• http://www.healthwriterclachar.com sarah clachar

    How does this algorithm change affect syndicating content i.e. ezines.com or other article directories that have higher standards?

  • Ralko

    Hello, I’m from Spain and I own a couple of spanish business directories, being my main income sources. The farmer update has affected only the US, but it would spread worldwide soon, so I’m worried about my rankings.

    It’s difficult to have high quality content in pages as “lawyers in xxxxx (a little town)”, where the only stuff I can show to users are the very few business in that town. It’s obvious in a business directory you have many many pages like that.

    Any advices please?

  • http://www.wendypiersall.com/ Wendy Piersall

    Vanessa, did they say any more about the unintended collateral damage from the update? Two of my 7 sites were affected, but not as much as most other sites. If you want example pages I can provide them, but suffice it to say they are original content, not scraped by other sites, not stuffed with keywords, have significant numbers of Likes on Facebook and of course no black hat *anything* touches my domains. And YES, plenty of far less quality and relevant content is now outranking these pages.

    You know, if I just dropped a few places I could live with it. I would be 100% fine. The fact that my site has been affected worries me greatly, though, because they have stated that “low quality content” could impact an entire site rank. To any normal person, my content is not low quality. But now that the algorithm perceives it as such, will my entire site continue losing traffic? Because there is nothing to “fix” to make it any more compliant with Google’s guidelines.

  • http://www.job-interview-site.com/ J.S.

    Over the last decade, as Google became the dominant search engine, their AdSense group created an entirely new mini economy: that of the small independent publisher and expert.

    Some of these publishers made and sold their own products along with generating income by running Google ads. That’s what I did. Other publishers created unique content based on their unique personal expertise, but had no products of their own to sell. They did very well also.

    I noticed the AdSense team took great pride in helping small publishers earn enough that they could quit their day jobs and go full time into publishing their web site, blog, newsletter etc.

    Most of these small publishers / experts are “one man shows” or “one woman shows.” Sometimes it’s a married couple. Sometimes it’s a small family business. But mostly it’s a one person business.

    My own “one man show” was actually earning enough between our own products and the AdSense revenue that we could hire freelancers such as graphic artists and copy writers. We were stimulating the economy in our own small way.
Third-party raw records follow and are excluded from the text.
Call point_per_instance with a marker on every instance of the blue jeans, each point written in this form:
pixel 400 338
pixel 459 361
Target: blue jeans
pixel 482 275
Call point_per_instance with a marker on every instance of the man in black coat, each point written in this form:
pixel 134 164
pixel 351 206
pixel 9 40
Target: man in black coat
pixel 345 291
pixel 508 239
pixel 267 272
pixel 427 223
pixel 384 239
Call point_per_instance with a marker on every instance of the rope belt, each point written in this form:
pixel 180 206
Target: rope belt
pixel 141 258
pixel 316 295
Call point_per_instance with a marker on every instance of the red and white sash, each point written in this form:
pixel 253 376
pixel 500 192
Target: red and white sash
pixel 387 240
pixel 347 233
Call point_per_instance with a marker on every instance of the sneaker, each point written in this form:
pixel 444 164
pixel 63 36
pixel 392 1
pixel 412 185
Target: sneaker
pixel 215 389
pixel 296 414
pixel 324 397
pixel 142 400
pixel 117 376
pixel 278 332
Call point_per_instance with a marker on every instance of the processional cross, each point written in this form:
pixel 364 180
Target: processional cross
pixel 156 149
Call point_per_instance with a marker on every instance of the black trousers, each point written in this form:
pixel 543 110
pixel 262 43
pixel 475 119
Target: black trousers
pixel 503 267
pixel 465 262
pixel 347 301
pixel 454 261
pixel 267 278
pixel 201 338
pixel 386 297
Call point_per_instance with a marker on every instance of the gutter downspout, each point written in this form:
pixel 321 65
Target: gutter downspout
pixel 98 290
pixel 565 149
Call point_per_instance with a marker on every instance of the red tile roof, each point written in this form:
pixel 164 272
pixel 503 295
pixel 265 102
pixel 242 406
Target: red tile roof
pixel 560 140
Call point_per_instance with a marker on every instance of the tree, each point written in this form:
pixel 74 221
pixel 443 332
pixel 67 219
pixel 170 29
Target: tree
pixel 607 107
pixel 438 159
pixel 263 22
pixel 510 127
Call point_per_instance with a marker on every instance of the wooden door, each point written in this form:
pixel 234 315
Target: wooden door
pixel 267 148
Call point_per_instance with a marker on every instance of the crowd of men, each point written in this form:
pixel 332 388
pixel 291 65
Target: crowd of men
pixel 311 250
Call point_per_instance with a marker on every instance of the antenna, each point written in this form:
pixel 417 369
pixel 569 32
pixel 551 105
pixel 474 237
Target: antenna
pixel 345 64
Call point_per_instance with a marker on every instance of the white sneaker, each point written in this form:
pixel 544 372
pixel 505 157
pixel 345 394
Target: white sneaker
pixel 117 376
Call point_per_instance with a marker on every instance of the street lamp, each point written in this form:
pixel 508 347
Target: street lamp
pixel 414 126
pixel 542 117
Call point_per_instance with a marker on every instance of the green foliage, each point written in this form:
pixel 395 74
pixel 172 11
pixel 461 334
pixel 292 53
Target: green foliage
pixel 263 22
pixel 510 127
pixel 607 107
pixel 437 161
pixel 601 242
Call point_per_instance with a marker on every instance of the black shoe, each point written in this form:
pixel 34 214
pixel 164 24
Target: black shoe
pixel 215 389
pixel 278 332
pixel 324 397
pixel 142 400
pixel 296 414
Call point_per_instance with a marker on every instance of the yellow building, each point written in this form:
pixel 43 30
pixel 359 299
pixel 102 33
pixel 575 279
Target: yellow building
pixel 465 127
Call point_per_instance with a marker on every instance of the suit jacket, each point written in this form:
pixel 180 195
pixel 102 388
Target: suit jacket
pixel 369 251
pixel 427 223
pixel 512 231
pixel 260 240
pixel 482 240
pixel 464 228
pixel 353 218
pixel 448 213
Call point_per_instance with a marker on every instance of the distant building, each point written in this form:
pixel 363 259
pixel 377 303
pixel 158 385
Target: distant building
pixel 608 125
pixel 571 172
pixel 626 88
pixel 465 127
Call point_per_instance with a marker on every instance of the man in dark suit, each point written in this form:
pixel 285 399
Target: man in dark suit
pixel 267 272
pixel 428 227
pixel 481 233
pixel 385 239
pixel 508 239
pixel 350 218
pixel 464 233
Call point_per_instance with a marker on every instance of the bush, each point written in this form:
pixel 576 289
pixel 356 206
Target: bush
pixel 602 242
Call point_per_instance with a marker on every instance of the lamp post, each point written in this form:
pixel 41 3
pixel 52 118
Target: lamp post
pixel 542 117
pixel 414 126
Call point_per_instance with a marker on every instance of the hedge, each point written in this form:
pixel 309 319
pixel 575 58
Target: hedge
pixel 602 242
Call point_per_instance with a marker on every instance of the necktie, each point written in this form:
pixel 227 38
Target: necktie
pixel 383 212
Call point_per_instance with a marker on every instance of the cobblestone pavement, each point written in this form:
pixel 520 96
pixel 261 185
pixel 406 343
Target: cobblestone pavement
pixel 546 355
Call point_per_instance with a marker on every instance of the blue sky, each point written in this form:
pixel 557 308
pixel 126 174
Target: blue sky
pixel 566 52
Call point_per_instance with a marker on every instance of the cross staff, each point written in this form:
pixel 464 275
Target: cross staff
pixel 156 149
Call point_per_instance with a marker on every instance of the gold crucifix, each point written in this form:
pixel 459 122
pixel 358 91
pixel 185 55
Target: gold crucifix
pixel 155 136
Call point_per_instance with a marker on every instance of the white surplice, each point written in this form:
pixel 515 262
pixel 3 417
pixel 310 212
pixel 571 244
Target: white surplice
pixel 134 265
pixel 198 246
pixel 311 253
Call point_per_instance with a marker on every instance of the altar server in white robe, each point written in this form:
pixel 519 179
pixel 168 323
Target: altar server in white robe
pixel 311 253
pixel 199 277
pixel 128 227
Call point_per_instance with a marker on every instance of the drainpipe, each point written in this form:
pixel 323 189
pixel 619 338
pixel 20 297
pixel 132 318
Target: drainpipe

    The revenue also bought me the time to create more new products. I even had time to write an eBook.

    Recently I’ve met a few of these small independent publishers who were once making a living in the AdSense mini economy. Some were twenty somethings, while others were in their 50’s and 60’s.

    All were exceptionally intelligent and highly motivated people.

    All were extremely knowledgeable about their subject matter.

    All had a real passion for creating new and unique high quality content. They loved creating the new content, and knowing that Google AdSense ads would probably reward their time, effort and expertise.

    It was a great mini economy. During this last recession, these small businesses probably grew faster than the overall economy. I know mine did.

    So it’s sad, that Google, for whatever reason, is now dismantling the economy they built.

    As I read this thread, I can sense that for most small publishers affected by Panda Search, that unless Google switches back to the old algorithm, their small businesses may not survive.

    Some publishers are keeping busy adjusting their web sites in hopes they will discover the new magic key to ranking high up in the Google searches. I sense this is more just to keep distracted so as to avoid the pain and helplessness of seeing one’s traffic and revenue drop off and knowing that next month you will have to find some other way to earn a living.

    I could be wrong, but I doubt there is much one can do to get back into the top 10 unless Google changes something. Thus I am not making any changes to my web site. It’s quality was good enough to attract over 6 million visitors a year and to have Google do two case studies on us. So I doubt our fall on Feb 24 was due to quality. Sorry Matt Cutts, I think your very wrong about the quality aspect of Panda Search.

    Perhaps one day we will look back on these last few years of Google AdSense and see it as a Gold Rush that suddenly and inexplicably dried up.

    Too bad. I thought that what Google did by creating this mini economy of small independent publishers and experts was pretty cool.